Karenanya, dalam tulisan saya kali ini
menyebut mahasiswa penting bermitra dengan desa, bukan membuat desa binaan
sebagaimana Menteri Desa sampaikan pada salah satu kuliah umum mahasiswa.
Sayangnya, tulisan juga ikut raib bersama hape dan seperangkat
lainnya.
Kedua, ini
menyangkut akademik. Ya, di hari UAS ini, saya harus membuat tugas. Sedang file yang harus dikerjakan
itu semuanya masih ada di hape yang raib itu.

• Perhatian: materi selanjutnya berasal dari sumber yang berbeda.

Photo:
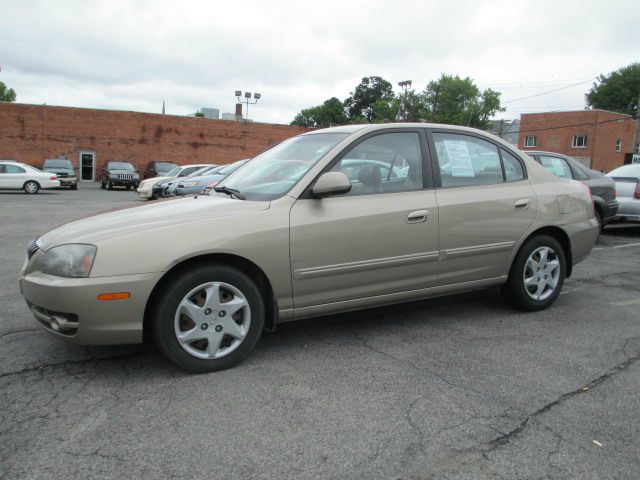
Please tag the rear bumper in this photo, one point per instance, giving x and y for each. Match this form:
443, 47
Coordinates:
628, 210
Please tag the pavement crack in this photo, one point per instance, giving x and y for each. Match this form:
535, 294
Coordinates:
505, 438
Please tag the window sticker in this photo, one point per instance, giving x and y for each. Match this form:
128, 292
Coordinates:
459, 157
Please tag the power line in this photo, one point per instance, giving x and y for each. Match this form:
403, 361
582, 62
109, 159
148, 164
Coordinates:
547, 92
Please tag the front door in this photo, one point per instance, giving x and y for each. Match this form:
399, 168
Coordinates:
87, 166
381, 238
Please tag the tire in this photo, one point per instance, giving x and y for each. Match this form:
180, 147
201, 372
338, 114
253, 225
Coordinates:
189, 303
537, 274
31, 187
599, 218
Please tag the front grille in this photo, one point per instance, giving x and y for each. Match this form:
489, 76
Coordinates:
31, 249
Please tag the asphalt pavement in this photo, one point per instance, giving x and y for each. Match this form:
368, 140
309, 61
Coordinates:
455, 387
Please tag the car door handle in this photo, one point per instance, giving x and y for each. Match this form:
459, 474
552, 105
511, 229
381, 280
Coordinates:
417, 216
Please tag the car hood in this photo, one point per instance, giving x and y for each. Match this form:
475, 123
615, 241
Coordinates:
172, 212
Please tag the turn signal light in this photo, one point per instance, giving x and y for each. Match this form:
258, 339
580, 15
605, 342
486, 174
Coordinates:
114, 296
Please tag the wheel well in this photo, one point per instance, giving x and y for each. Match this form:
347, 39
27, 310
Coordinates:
242, 264
562, 238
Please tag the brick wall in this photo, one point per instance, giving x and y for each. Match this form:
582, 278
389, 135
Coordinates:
554, 132
32, 133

Keputusan pun saya ambil, semalam suntuk saya
memilih menikmati coklat murni di salah
satu kedai sudut Jogja, hingga adzan subuh terdengar di telinga.
Waktu
ujian tiba, saya berangkat dengan sebiji pena dan dua
batang rokok disaku. Selebihnya, semua persyaratan UAS sengaja tak kubawa. Ke
kampus, saya hanya ingin bertemu dengan Pak Nurdin
Baroroh, pengampu mata kuliah yang hari ini diujikan. Ya, saya ingin ceritakan
semua kejadian, kenapa saya tak mengerjakan tugas yang diberikan.
Sebelum
berangkat, saya teringat dengan catatan harian dua hari
sebelumnya. Kala saya tak bisa ikut ujian
karena tak membuat tugas yang dibebankan. Saat itu, saya
membuat sebuah catatan pedek di block note, “dunia pendidikan kita begitu mengekang.”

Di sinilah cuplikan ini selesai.